I keep hearing rumours that IT is dead.

Web developers point at their sites, their social media, their apps, and explain that none of this is ever touched by the dinosaurs of IT. Collaboration strategists show off their taxonomies, their search schema, their documents shared via numerous clandestine online services. “This is all beyond the wisdom of IT,” they say.

And from the other direction, lean and agile software developers question the value of a department that has set itself aside from “the Business”.

Yet somehow every organisation I go to still has an IT department.

Many organisations are unhappy with their IT department. They complain that it’s too expensive. They complain about the service levels. (No matter what the service levels are, they could always be better.)

Often they like the individual people they deal with, but hate the attitude of the overall department, obscurantist, arrogant, driven by processes and policies rather than by human warmth.

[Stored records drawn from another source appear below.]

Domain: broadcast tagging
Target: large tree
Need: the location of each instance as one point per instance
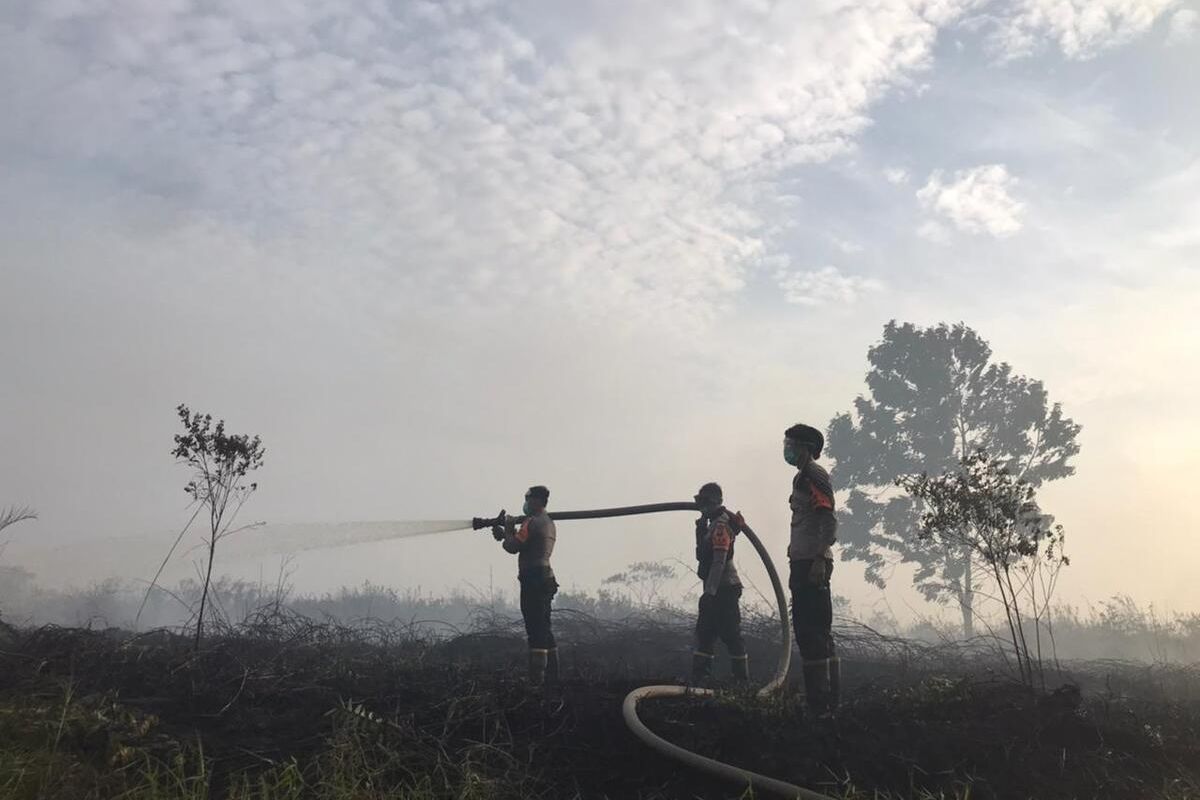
(936, 397)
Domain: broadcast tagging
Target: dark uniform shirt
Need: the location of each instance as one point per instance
(534, 543)
(814, 524)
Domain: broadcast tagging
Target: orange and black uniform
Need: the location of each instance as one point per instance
(814, 531)
(534, 543)
(719, 615)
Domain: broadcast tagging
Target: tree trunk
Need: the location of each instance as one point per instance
(966, 597)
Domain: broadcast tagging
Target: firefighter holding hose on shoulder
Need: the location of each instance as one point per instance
(814, 531)
(720, 617)
(533, 543)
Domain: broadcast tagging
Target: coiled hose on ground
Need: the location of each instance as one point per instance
(629, 708)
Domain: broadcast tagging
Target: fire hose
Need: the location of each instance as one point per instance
(629, 707)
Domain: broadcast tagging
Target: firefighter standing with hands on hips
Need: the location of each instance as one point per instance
(809, 554)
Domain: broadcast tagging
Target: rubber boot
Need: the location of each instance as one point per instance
(834, 684)
(538, 659)
(701, 665)
(816, 685)
(739, 666)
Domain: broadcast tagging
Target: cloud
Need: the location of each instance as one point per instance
(976, 200)
(935, 232)
(825, 286)
(1183, 28)
(1080, 28)
(847, 246)
(601, 154)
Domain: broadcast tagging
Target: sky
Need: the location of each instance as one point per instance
(437, 252)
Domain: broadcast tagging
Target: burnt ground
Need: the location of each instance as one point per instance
(439, 717)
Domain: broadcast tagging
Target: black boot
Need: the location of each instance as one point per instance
(739, 666)
(816, 685)
(834, 684)
(701, 665)
(538, 659)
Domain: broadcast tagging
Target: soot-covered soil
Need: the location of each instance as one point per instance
(454, 717)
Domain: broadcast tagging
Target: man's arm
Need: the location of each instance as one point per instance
(721, 539)
(515, 537)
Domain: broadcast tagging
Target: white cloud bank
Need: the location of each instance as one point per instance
(607, 154)
(976, 200)
(1080, 28)
(825, 286)
(1183, 28)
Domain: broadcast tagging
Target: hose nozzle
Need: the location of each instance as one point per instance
(481, 523)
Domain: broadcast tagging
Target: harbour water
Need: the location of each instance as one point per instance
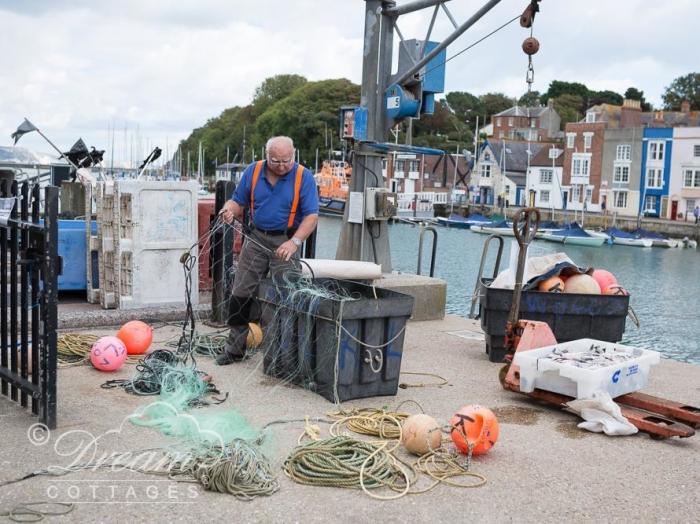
(664, 284)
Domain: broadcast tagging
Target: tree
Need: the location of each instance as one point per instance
(633, 93)
(569, 107)
(558, 88)
(275, 88)
(683, 88)
(531, 99)
(495, 103)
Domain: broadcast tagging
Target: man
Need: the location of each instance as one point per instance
(283, 207)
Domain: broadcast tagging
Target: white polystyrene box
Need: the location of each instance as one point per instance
(617, 379)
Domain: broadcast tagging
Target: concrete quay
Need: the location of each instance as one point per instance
(542, 469)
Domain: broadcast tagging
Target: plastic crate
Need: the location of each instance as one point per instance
(309, 353)
(616, 378)
(569, 315)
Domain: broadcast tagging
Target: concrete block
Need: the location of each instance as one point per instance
(430, 294)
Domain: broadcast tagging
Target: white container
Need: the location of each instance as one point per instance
(156, 222)
(539, 371)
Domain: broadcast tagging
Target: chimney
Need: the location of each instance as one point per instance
(631, 113)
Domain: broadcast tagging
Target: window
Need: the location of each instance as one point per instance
(656, 150)
(580, 165)
(655, 178)
(624, 152)
(691, 178)
(650, 203)
(622, 173)
(545, 176)
(620, 198)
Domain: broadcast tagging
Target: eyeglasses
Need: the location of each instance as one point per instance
(277, 162)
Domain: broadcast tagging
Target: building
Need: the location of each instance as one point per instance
(534, 124)
(621, 170)
(544, 178)
(684, 187)
(500, 172)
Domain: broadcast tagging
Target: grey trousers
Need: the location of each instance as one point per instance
(254, 262)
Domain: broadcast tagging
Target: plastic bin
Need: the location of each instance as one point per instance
(570, 315)
(72, 249)
(538, 372)
(365, 362)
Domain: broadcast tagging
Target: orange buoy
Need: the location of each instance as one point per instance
(615, 289)
(584, 284)
(476, 427)
(551, 285)
(137, 337)
(604, 278)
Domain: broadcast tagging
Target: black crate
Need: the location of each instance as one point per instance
(570, 315)
(342, 349)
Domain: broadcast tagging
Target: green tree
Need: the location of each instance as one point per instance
(307, 114)
(531, 99)
(275, 88)
(559, 87)
(683, 88)
(569, 107)
(633, 93)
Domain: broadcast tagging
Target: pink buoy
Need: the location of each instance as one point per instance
(108, 354)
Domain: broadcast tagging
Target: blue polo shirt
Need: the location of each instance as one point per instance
(274, 203)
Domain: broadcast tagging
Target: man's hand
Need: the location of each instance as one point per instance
(286, 250)
(227, 211)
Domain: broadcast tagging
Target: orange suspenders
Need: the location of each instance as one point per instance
(297, 191)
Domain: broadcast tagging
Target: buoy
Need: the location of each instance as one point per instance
(420, 434)
(604, 279)
(584, 284)
(137, 337)
(615, 289)
(254, 337)
(108, 354)
(475, 426)
(551, 285)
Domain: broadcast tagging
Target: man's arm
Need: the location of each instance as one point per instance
(307, 226)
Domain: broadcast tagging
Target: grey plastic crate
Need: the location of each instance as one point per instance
(307, 341)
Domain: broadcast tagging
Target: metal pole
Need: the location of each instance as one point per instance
(456, 34)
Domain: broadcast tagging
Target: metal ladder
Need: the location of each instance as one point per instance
(496, 268)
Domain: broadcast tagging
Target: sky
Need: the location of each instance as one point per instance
(154, 70)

Yet they continue to tolerate this beast within their midst. How can this be so?

When you look at IT departments, they mostly do three things:

  1. They feed and water the servers, networks and other machinery that runs a scary proportion of any organisation’s activities and communications these days.
  2. They support people to use the complex, unintuitive interfaces presented by above machinery.
  3. They build and integrate new capabilities on top of that machinery.

The promoters of IT’s imminent death point out that the importance of (1) is declining, eventually the great gods in the cloud will take over this activity (Overlook the fact that those gods are mostly IT people. They’re cloudy IT people, hidden from view, where we don’t need to talk to them. So they’re OK.)

Likewise, they wave their iPads and expound on the glories of “consumerisation”. Technologies that can be used without the aid of three tiers of helpdesk support are finally emerging.

User support has been supplanted by decent design Another nail in IT’s coffin.

And as for integration, well, IT is so slow we might as well do it ourselves anyway.

I think this misses the point. IT clearly is changing. Infrastructure has indeed become something akin to a commodity, requiring little management effort, and a good candidate for outsourcing. (Although you should never underestimate the skills required to manage even the best of outsourcing partners.)

We are finally starting to design devices and applications which are vaguely usable. (Or is that we’ve finally started breeding a generation who is comfortable with technology?)

But integration isn’t going to go away any time soon.

Few organisations can run without their commodity infrastructure and applications, but they get no real competitive advantage from these applications: by their very nature, commodities are available to everyone.

The only way to gain any advantage from IT is through integrating and extending applications in new ways, and through using the resultant information, insight and capabilities to drive new behaviours within the organisation. And in a digital world, it’s increasingly difficult to compete without doing this.

In this world, integrating diverse applications and devices has become more than a necessary evil. Advantage comes from embracing the diversity and using it to evolve new products and services.

Someone needs to know how to weave these applications into a coherent whole. Someone needs to know how to extract and integrate the data and turn it into something meaningful.  Someone needs to facilitate people across the organisation to think about how to use these systems and data to further its goals.

IT could be well placed to fill this role. It has the technical skills. It already touches every part of the organisation. It just needs to be prepared to deal with the messiness, both human and technical, of evolutionary development.

Survival will come not through locking down diversity via policies and standards, but through actively engaging with diversity and finding ways for the organisation to benefit from it.

This is where I think effective IT departments are going, they’re becoming the integration team.

If IT fails to do this, if it sits behind its firewalls, trying to protect itself by chanting verses from the ITIL, then it will indeed die.

We need firewalls, and ITIL contains much of value, but IT can only create real value when it helps integrate the activities of people across the organisation (and beyond the organisation’s increasingly porous boundaries).

Three cheers for the Chief Integration Officer!